Comment 4 DEMAINE Benoît-Pierre, aka DoubleHP 2009-04-22 17:53:21 UTC
yes evdev is emerged as a dep required by the evdev word declared in INPUT_DEVICE (did you read emerge --info attached ?)

yes hal was running, as dep of the system due to hal USE flag (did you read atached emerge --info ?)

yes drivers' been remerged as said in #0 (did you read initial report ?) as asked in enotices.

When the box stops responding pings just when starting X, and, ping dont come back after 25mn ... if kernel did not paniced, I wonder how you call this situation (no HDD activity, there was free RAM, CPU was cold ... ) froze >12 times per day for 3 days ... tried 5 different xorg.conf ...

If you prefer, we can change the title to: "xorg-server-1.5.3-r5 freeze system and dont create log file". Would not make difference for me.
Comment 5 Rafał Mużyło 2009-04-22 18:19:31 UTC
I missed that line.
Have you tried starting from scratch,
that is 'Xorg -configure' ?
Comment 6 DEMAINE Benoît-Pierre, aka DoubleHP 2009-04-22 18:52:57 UTC
No, because 3d without X on my main station is already too much: got work to do.

I thought about it just before downgrading, then i thought: if the problem was really the conf itself, if restarting the conf could help, it would have impact only at the point X uses the conf to take decisions. And this happens after HX detection. So, at the point of the process where it could start make a decision, the log file should have been created since long time, and already filled with nearly 100 lines. => not worth spend time => downgraded.

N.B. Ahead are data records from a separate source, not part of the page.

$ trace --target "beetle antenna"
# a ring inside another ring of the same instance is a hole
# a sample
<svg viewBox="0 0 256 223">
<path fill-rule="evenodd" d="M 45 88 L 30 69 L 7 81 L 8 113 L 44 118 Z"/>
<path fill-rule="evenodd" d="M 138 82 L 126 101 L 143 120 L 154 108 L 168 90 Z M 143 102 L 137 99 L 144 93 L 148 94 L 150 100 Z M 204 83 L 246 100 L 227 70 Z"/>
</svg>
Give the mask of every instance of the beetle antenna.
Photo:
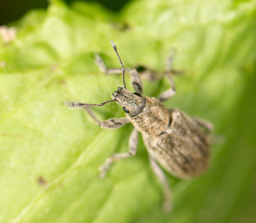
<svg viewBox="0 0 256 223">
<path fill-rule="evenodd" d="M 115 100 L 107 100 L 107 101 L 104 101 L 101 104 L 87 104 L 87 103 L 80 103 L 80 102 L 74 102 L 74 101 L 69 101 L 69 102 L 65 102 L 65 105 L 69 106 L 69 107 L 72 107 L 72 108 L 82 108 L 82 107 L 91 107 L 91 106 L 103 106 L 107 103 L 110 103 L 110 102 L 114 102 Z"/>
<path fill-rule="evenodd" d="M 125 66 L 123 64 L 123 61 L 122 61 L 122 59 L 121 59 L 119 54 L 118 54 L 118 52 L 117 52 L 116 45 L 112 40 L 110 42 L 112 44 L 112 47 L 114 48 L 114 50 L 115 50 L 115 54 L 116 54 L 116 56 L 117 56 L 117 58 L 119 59 L 119 62 L 120 62 L 120 64 L 122 66 L 123 84 L 124 84 L 124 87 L 127 88 L 127 86 L 126 86 L 126 80 L 125 80 L 126 68 L 125 68 Z"/>
</svg>

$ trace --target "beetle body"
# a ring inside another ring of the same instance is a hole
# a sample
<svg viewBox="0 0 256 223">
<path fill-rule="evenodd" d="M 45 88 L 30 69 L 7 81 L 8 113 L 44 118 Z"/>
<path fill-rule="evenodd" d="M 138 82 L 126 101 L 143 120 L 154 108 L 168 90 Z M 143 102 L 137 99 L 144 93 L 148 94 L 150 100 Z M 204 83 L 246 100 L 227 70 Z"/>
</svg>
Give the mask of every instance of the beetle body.
<svg viewBox="0 0 256 223">
<path fill-rule="evenodd" d="M 210 123 L 186 115 L 179 109 L 167 109 L 162 103 L 175 94 L 175 87 L 171 73 L 172 56 L 168 58 L 166 74 L 171 88 L 164 91 L 157 98 L 142 97 L 142 84 L 138 72 L 134 69 L 125 69 L 116 46 L 112 42 L 122 70 L 107 69 L 99 55 L 96 63 L 101 71 L 106 74 L 122 72 L 124 86 L 118 86 L 112 95 L 113 100 L 101 104 L 88 104 L 69 102 L 70 107 L 82 108 L 88 112 L 92 119 L 102 128 L 118 128 L 128 123 L 134 126 L 129 138 L 128 152 L 114 153 L 100 166 L 101 175 L 104 177 L 111 164 L 120 159 L 134 156 L 137 151 L 139 132 L 141 133 L 145 147 L 149 153 L 151 166 L 163 187 L 165 197 L 164 208 L 169 210 L 171 206 L 171 193 L 164 172 L 157 164 L 168 173 L 180 177 L 189 178 L 202 174 L 208 168 L 210 155 L 209 133 L 212 129 Z M 126 88 L 125 72 L 131 76 L 135 93 Z M 126 112 L 124 118 L 111 118 L 100 121 L 91 111 L 91 106 L 103 106 L 109 102 L 116 102 Z"/>
<path fill-rule="evenodd" d="M 207 169 L 209 140 L 194 118 L 179 109 L 168 110 L 155 98 L 138 96 L 121 86 L 113 98 L 126 108 L 126 116 L 142 134 L 148 152 L 168 173 L 188 178 Z"/>
</svg>

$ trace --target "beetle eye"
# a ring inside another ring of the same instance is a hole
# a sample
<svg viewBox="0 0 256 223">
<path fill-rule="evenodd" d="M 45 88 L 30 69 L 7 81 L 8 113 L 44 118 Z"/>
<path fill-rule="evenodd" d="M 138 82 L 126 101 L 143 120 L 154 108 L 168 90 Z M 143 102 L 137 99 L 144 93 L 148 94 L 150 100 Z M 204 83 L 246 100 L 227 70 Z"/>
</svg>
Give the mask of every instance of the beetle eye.
<svg viewBox="0 0 256 223">
<path fill-rule="evenodd" d="M 137 96 L 139 96 L 139 97 L 141 97 L 141 95 L 140 93 L 138 93 L 138 92 L 134 92 L 133 94 L 134 94 L 134 95 L 137 95 Z"/>
<path fill-rule="evenodd" d="M 129 111 L 126 107 L 123 107 L 123 110 L 126 113 L 129 113 Z"/>
</svg>

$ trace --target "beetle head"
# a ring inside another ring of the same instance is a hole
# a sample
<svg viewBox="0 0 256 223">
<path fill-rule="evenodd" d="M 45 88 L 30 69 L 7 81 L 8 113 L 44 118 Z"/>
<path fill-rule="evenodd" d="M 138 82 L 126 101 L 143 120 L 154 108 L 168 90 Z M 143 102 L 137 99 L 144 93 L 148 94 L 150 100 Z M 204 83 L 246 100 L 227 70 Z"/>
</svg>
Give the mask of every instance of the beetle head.
<svg viewBox="0 0 256 223">
<path fill-rule="evenodd" d="M 139 93 L 132 93 L 123 86 L 118 86 L 112 98 L 123 107 L 125 112 L 128 113 L 130 117 L 141 113 L 146 104 L 146 99 Z"/>
</svg>

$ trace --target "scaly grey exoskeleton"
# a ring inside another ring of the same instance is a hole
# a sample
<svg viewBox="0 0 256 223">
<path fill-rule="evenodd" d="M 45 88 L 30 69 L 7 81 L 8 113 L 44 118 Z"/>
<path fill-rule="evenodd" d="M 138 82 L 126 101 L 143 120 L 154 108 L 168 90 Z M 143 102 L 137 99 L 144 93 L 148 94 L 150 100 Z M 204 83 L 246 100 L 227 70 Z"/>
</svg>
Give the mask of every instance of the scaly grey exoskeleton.
<svg viewBox="0 0 256 223">
<path fill-rule="evenodd" d="M 115 153 L 100 167 L 101 177 L 108 171 L 112 163 L 134 156 L 137 151 L 139 132 L 141 133 L 144 144 L 149 152 L 150 164 L 163 186 L 164 208 L 171 206 L 171 193 L 168 180 L 160 164 L 168 173 L 179 177 L 188 178 L 203 173 L 209 161 L 209 132 L 212 125 L 201 119 L 192 118 L 179 109 L 167 109 L 162 103 L 175 94 L 171 78 L 171 63 L 173 53 L 168 59 L 166 74 L 171 87 L 160 94 L 157 98 L 142 97 L 142 84 L 135 69 L 126 69 L 117 52 L 116 46 L 112 42 L 122 69 L 107 69 L 103 60 L 96 55 L 96 63 L 105 73 L 122 72 L 124 86 L 118 86 L 112 95 L 113 100 L 101 104 L 85 104 L 68 102 L 70 107 L 85 109 L 93 120 L 102 128 L 118 128 L 128 123 L 134 125 L 129 138 L 128 152 Z M 126 88 L 125 72 L 129 72 L 135 93 Z M 124 118 L 112 118 L 100 121 L 91 111 L 91 106 L 103 106 L 115 101 L 126 112 Z"/>
</svg>

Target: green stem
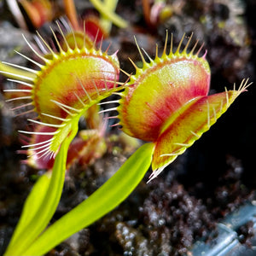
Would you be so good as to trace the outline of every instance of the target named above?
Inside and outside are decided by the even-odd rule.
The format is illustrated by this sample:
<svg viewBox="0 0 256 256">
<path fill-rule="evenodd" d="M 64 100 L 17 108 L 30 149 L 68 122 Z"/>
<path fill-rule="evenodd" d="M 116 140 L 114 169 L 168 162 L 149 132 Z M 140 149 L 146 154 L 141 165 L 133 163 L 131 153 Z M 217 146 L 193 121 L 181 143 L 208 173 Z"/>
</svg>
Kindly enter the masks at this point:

I will script upgrade and downgrade if you have serious tests to ask me to do. But just -configure will not be a suffisant reason. Maybe later when you have more tests to suggest. But as log file is not created, I just think it means that ext driver is killed at once (unless X dont even try creating the log).

The only usefull thing to do, is to use a serial console, and start X from there: X prompts a dowen of lines before switching console; logging serial line would be the *only* way to get logs. But will take time to set up.
Comment 7 Rafał Mużyło 2009-04-22 20:10:28 UTC
'Xorg -configure' is simply an attempt to see,
if the problem lies somewhere in your xorg.conf.
Comment 8 Lars Wendler (Polynomial-C) gentoo-dev 2009-04-23 21:21:00 UTC
You wrote your computer would be frozen after invoking startx. Did you verify this by trying to log into the computer via ssh from another machine?
Comment 9 DEMAINE Benoît-Pierre, aka DoubleHP 2009-04-23 21:31:04 UTC
No, not from SSH; but, I said that the second just after typing startx, the box stops answering ping. I never saw a machine that stops answering ping, and would keep sshd alive ...

or in cases that go very far out from the scope of this bug :) (attacks against BSD or Solaris where you saturate SWAP remotly, severe memory saturation, load >20) ...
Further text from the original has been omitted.